Mental illnesses are common in the United States, with the 2021 National Survey on Drug Use and Health (NSDUH) by the Substance Abuse and Mental Health Services Administration (SAMHSA) estimating that they affected over 20% of U.S. adults or 57.8 million. Moreover, the survey estimated that 14.1 million household-dwelling adults aged 18 or older live with serious mental illness (e.g., schizophrenia, bipolar disorder, major depressive disorder), which substantially interferes with or limits one or more major life activities. Mental illness, particularly serious mental illness (SMI), is thus a significant public health problem. Yet surveillance systems have traditionally left several gaps in the understanding of these issues among people who do not reside in households, e.g., homeless, institutionalized, or incarcerated populations, who have disproportionately high rates of mental and substance use disorders.

To address this gap, the Mental and Substance Use Disorders Prevalence Study (MDPS) was launched in 2019 as a SAMHSA-funded cooperative agreement with RTI International. Between October 2020 and October 2022, this study conducted 5,679 clinical interviews among 18–65-year-olds, including those living in households, prisons, state psychiatric hospitals, and homeless shelters. Key findings related to prevalence and treatment rates include:

  • One in four adults lived with at least one mental disorder in the past year, with major depressive disorder (15.5%) and generalized anxiety disorder (10.0%) being the most common;
  • Almost 3.7 million individuals (1.8%) have a lifetime diagnosis of a schizophrenia spectrum disorder, a rate much higher than previously estimated; and
  • Six in ten adults with a mental disorder received treatment at least once in the past year.

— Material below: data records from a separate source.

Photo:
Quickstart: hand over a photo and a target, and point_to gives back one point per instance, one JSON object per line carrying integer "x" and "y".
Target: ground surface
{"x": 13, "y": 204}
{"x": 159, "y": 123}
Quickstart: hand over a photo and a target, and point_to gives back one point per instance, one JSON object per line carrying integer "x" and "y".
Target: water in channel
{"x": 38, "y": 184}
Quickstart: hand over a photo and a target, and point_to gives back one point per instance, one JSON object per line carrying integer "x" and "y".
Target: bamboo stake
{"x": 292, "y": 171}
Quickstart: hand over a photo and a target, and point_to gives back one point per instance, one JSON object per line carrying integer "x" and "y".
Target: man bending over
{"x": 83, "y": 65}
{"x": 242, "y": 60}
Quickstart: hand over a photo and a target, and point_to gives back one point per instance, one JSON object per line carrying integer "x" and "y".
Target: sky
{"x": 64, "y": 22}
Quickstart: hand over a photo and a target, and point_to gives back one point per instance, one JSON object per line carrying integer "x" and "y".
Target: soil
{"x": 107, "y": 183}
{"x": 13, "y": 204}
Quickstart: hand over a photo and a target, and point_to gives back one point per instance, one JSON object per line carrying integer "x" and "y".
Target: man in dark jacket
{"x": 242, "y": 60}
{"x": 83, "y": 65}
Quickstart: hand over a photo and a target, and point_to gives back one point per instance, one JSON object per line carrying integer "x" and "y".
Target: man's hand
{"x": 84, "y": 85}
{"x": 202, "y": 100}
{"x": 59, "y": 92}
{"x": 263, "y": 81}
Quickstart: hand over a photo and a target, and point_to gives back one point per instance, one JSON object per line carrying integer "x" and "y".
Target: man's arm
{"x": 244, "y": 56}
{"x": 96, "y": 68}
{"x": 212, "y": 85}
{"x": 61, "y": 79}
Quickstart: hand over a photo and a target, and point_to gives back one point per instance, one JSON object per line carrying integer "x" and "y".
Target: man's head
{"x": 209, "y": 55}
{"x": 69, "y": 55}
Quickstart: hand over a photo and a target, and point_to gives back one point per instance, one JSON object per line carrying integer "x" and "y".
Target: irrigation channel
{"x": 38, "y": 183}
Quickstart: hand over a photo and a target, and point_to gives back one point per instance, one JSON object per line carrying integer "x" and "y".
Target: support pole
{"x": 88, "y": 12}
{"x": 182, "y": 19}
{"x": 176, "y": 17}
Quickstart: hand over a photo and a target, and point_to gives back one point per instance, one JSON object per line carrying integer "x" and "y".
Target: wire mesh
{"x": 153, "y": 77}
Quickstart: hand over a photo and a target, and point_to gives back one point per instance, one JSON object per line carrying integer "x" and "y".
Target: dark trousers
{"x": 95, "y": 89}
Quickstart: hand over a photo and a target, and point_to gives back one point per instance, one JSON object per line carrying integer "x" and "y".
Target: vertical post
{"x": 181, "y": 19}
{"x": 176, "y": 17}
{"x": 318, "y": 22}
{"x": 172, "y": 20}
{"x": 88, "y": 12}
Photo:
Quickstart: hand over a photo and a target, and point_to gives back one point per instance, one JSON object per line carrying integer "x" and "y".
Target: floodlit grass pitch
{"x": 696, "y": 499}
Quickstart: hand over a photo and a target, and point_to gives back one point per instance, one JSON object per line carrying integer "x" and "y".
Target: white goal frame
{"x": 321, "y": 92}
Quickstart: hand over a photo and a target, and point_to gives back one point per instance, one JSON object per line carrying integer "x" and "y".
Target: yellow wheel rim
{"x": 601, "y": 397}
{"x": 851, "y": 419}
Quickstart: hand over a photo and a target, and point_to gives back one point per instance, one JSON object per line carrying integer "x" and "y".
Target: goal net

There may be differences in findings from MDPS and NSDUH, due to the many differences in the methodologies used by the two studies. In particular, NSDUH restricts the study to persons living in households and homeless shelters. Other major differences between MDPS and NSDUH include the age of respondents: 18-65 vs 12 and older; the sampling methods used: probability- and nonprobability-based vs strictly probability-based; the sample size: 5,679 vs 69,850; the nature of the interview and interviewers: clinical vs self-report and clinician vs nonclinical field interviewer; the interview administration mode: virtually or in-person by the clinician vs self-administrated; data collection duration: 2 years vs annually; the mental disorders outcomes: specific SMIs vs three general categories; and treatment outcomes of interest. These differences complicate a direct comparison of the findings from the two studies.